Carmel Clay School Board – March 25
What happened: Superintendent finalists announced
What it means: The Board reviewed 21 applicants from six states. “We were quite impressed with the depth of experience and breadth of vision of the applicants,” board member Patricia Hackett said.
The three finalists are: Dr. Eric Ban, Dr. Mary Ann Dewan and Dr. Bruce Hibbard.
What happened: School lunch prices increase for 2013-2014
What it means: Elementary lunches will increase from $2.25 to $2.30 while middle and high school lunches will increase from $2.35 to $2.50. Increases were approved to align with 2011 state legislation for the subsidized school lunch program. Assistant Supt. Roger McMichael said lunches provide “increased whole grains, veggie and fruit servings” which cost more. McMichael assured board member Gregory Phillips “there have been no changes to the program for free and reduced lunches.”
What happened: Policy clarified on student promotion, placement, retention
What it means: In general, “the Board discourages the skipping of grades.” The amended policy, however, allows for consideration when a student was previously retained twice before fourth-grade. As well, a case conference committee for students with disabilities can request promotion.
The policy now includes an additional description for grade level success stating a student must demonstrate “sufficient proficiency.”
What happened: Financial update, operational funds better than Indiana average
What it means: McMichael reported the local tax rate’s vital role in “covering about 14 percent … almost $14 million” of operating costs. He pointed out the Carmel school system still has one of the lowest tax rates in the state. “Our community’s certainly done its share of support,” McMichael said.
“We will have challenges in the future,” McMichael said. Seventy-five percent of Carmel teachers are not yet earning at the top of the salary schedule. Projections show a need for $2.5-million more in the operating balance should salaries increase just 1 percent, half the inflation rate. State fund reductions are negatively impacting schools across the state.
“We have virtually no control over the revenue we receive,” McMichael said. “But we do have control over what we spend.”

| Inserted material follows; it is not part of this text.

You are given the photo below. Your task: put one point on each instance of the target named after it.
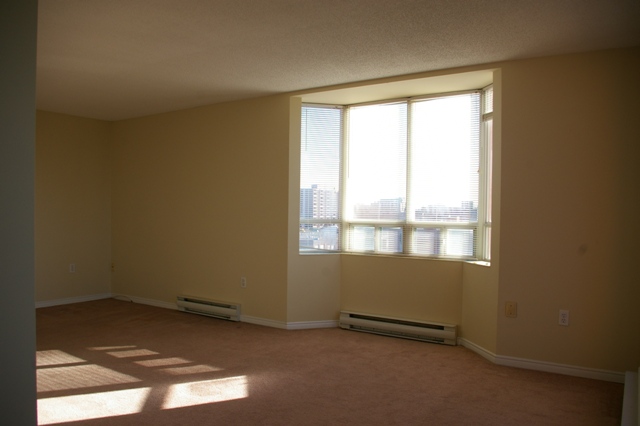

What happened: Supt. Swensson recommended redistricting of Orchard Park neighborhoods
What it means: Supt. Dr. Jeff Swensson reported the growth of three neighborhoods currently served by Orchard Park could strain student capacity. He noted neighborhoods off Main Street near Meridian and off 116th Street near College Avenue.
“We need to redistrict these neighborhoods for the next school year so these areas would be served by Woodbrook,” Swensson said. Board members Hackett and Phillips expressed concerns about Woodbrook’s distance from these areas and capacity.
Last August, resident Heather Geon gathered 116 signatures for an online petition to reduce Woodbrook Elementary class sizes.